La BoJ a porté son taux directeur à 1 % en juin, son plus haut niveau depuis 31 ans, mais reste sous pression pour resserrer davantage face aux tensions sur les prix issues du conflit au Moyen-Orient et à un yen affaibli. Cette décision de juin a prolongé un cycle de resserrement entamé lorsque la banque centrale a mis fin à huit années de taux négatifs en mars 2024 — un tournant qui a marqué la sortie du Japon du cadre de politique ultra-accommodante maintenue depuis les années 2010 et transformé les réunions de politique monétaire en un risque événementiel régulier pour les marchés obligataires et des changes mondiaux. Avec des marchés de swaps pricant déjà une probabilité de 98 % d'un passage à 1,25 % la semaine prochaine et une hausse supplémentaire à 1,5 % totalement intégrée d'ici janvier, la publication du PIB est peu susceptible de modifier davantage les anticipations de taux à court terme, mais elle écarte l'une des dernières objections liées aux données s'opposant à une action.

Implications pour le yen et le Nikkei

Pour le yen, la combinaison d'une hausse confirmée et d'une trajectoire claire au-delà est globalement favorable, particulièrement dans un contexte de faiblesse du yen que la BoJ a citée comme un point de pression. L'écart de taux d'intérêt avec les autres grandes économies a été un moteur persistant de cette faiblesse, les taux japonais — même après les hausses déjà réalisées — restant inférieurs à ceux des États-Unis et de l'Europe, maintenant une pression de carry trade sur la devise.

La lecture pour le Nikkei est plus nuancée : le scénario de croissance et de hausse des salaires soutient le récit de la demande intérieure et des résultats des entreprises, mais la pression supplémentaire à la hausse sur les rendements des JGB à mesure que la trajectoire de hausses se confirme demeure un frein pour les secteurs sensibles aux taux, laissant les exportateurs comme les plus probables surperformeurs relatifs autour de cette décision.
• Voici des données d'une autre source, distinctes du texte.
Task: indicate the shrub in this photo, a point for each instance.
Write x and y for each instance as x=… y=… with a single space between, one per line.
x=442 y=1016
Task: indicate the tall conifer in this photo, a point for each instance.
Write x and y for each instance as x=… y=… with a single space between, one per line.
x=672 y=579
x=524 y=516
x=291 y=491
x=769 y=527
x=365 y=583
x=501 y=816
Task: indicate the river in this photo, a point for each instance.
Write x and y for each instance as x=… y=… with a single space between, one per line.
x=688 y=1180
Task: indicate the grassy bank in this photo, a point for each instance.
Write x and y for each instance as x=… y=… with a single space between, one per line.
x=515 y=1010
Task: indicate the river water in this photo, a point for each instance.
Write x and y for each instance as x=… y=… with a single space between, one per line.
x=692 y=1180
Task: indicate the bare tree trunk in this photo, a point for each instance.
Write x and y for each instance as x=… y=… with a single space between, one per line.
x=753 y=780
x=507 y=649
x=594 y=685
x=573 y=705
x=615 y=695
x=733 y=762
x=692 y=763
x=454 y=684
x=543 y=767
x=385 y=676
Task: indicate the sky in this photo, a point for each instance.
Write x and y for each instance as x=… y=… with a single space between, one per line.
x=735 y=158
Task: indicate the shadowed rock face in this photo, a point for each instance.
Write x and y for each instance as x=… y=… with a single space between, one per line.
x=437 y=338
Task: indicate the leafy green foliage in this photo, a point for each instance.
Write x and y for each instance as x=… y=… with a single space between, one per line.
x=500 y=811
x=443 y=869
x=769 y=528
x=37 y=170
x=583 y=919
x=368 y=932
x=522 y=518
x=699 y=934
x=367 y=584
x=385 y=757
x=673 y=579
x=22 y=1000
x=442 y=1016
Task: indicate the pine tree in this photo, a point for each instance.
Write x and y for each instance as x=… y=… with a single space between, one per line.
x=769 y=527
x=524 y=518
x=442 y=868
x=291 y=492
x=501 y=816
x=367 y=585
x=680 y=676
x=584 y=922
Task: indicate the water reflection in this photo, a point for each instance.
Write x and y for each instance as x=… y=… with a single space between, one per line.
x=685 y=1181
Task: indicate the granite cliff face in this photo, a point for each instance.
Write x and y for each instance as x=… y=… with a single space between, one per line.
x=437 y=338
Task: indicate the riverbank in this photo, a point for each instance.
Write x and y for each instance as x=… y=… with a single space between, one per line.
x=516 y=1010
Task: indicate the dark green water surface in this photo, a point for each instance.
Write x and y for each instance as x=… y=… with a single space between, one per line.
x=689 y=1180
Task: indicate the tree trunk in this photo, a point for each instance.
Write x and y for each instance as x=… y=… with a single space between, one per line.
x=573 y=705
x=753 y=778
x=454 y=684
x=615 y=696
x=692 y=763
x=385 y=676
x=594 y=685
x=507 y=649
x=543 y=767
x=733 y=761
La hausse des taux étant désormais quasi acquise, l'attention des investisseurs se déplace vers la manière dont la banque centrale présentera les risques liés au conflit en cours et à son resserrement passé, alors qu'elle évalue la trajectoire au-delà de septembre — une distinction susceptible de compter davantage pour le yen et le Nikkei que la décision elle-même. Les prochaines publications à surveiller incluent le rapport de perspectives économiques de la BoJ accompagnant la réunion, ainsi que les données mensuelles sur les salaires et l'inflation, qui testeront si le récit d'une reprise tirée par les salaires s'étend au second semestre.